Title :
Cross-Lingual Short-Text Document Classification for Facebook Comments
Author :
Faqeeh, Mosab ; Abdulla, Nawaf ; Al-Ayyoub, Mahmoud ; Jararweh, Yaser ; Quwaider, Muhannad
Author_Institution :
Jordan Univ. of Sci. & Technol., Irbid, Jordan
Abstract :
Document Classification (DC) is one of the fundamental problems in text mining. Plenty of works exist on DC with interesting approaches and excellent results, however, most of them focus on a long-text documents written in a single language with English being the most studied language. This work is concerned with the natural step beyond such works which is cross-lingual DC for short-text documents. Specifically, we consider two languages, Arabic and English, and compare the performance of some of the most popular document classifiers on two datasets of short Facebook comments. Apart from limited attempts, the addressed problem has not been studied well enough.
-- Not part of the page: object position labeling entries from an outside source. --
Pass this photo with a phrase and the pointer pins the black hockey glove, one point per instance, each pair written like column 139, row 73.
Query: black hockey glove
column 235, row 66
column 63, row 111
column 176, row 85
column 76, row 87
The results are encouraging and new insights are obtained.
Keywords :
pattern classification; social networking (online); text analysis; DC; English; Facebook comments; cross-lingual short-text document classification; long-text documents; text mining; Accuracy; Facebook; Niobium; Sentiment analysis; Support vector machines; Text categorization; cross-lingual text analysis; decision tree; document classification; k-nearest neighbor; naive Bayes; social network comments; support vector machine;
Conference_Titel :
Future Internet of Things and Cloud (FiCloud), 2014 International Conference on
Conference_Location :
Barcelona
DOI :
10.1109/FiCloud.2014.99